Orgel
Die Orgel ist ein Werk des Stralsunder Orgelbaumeisters Friedrich Albert Mehmel (1827-1888).
Die Orgel ist eine mechanische Kegelladenorgel mit zwei Manualen, Pedalklaviatur und zehn Registern mit ungefähr 400 Pfeifen. Kegelladen wurden seit Mitte des 19. Jahrhunderts in Orgeln eingebaut. Bei jeder Pfeife befindet sich ein kegelförmiges Ventil, durch das beim Spielen des entsprechenden Tones der Wind aus der unter allen Pfeifen eines Registers laufenden Registerkanzellen in die Pfeife strömt.

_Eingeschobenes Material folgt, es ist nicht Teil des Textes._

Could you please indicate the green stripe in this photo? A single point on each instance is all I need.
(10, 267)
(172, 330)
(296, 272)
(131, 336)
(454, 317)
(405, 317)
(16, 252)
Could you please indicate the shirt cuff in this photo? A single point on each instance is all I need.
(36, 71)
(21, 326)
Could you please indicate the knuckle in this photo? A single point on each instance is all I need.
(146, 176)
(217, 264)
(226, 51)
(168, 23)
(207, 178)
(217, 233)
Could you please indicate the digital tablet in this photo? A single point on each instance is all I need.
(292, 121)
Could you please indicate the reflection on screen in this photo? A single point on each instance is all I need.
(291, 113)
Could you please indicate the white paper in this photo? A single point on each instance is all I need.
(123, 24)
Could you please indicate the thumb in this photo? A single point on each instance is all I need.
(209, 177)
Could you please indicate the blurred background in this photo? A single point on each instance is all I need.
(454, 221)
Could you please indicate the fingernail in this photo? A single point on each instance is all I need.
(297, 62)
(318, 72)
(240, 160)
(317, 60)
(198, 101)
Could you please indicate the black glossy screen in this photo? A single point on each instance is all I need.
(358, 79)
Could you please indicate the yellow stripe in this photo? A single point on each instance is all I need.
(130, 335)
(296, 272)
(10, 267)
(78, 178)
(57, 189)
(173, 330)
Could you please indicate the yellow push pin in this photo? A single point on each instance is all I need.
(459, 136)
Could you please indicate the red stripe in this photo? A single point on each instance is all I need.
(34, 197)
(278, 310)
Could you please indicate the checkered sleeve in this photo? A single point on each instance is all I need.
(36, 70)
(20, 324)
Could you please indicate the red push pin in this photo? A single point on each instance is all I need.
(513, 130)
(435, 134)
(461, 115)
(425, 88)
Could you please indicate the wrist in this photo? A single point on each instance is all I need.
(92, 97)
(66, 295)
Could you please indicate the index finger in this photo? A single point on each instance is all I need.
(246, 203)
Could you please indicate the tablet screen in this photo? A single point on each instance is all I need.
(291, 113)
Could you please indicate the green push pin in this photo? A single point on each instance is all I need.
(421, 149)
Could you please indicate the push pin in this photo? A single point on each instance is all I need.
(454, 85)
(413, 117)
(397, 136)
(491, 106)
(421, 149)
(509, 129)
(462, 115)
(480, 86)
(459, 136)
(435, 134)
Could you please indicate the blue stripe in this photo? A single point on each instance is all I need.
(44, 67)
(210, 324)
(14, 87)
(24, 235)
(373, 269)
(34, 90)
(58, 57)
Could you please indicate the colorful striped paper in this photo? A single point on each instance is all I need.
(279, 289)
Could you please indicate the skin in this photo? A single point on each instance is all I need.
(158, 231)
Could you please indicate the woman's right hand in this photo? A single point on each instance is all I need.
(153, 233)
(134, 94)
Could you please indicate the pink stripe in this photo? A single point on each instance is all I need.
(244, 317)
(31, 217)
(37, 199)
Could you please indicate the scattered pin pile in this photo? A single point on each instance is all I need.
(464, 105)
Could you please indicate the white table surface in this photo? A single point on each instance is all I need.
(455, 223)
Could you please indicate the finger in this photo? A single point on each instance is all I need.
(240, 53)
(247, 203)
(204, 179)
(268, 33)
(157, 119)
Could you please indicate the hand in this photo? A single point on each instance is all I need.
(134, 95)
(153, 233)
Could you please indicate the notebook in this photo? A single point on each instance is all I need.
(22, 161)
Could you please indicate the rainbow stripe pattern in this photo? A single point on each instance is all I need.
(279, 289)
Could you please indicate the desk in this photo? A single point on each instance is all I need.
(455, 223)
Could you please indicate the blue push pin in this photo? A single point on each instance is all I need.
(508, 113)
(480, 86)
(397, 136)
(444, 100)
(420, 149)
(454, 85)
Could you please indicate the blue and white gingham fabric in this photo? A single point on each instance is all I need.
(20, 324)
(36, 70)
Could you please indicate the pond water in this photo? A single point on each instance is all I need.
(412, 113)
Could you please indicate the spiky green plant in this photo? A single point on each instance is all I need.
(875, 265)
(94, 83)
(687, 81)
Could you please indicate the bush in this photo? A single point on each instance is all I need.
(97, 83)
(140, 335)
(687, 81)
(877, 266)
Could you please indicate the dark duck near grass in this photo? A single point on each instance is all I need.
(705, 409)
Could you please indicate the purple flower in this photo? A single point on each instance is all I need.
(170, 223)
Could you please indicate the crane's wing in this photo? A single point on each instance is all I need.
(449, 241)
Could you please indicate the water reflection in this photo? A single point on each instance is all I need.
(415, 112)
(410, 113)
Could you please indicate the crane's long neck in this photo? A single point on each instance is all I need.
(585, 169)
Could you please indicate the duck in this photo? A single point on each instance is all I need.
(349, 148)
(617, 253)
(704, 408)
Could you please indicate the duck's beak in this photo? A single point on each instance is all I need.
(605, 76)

Unsere Orgel hat eine „spätromantische“ Disposition. Anders als andere Orgelbauer strebte Mehmel eine große Verschmelzungsfähigkeit der unterschiedlichen Orgelregister an. Ein warmer voller Klang im lauten Spiel und leuchtende Klangfarben im leisen Spiel zeichnen seine Orgeln aus. Der Klang unserer Orgel ist kräftig, aber nicht so hart wie bei Orgeln von Friedrich Wilhelm Winzer oder teilweise bei denen von Friedrich Friese.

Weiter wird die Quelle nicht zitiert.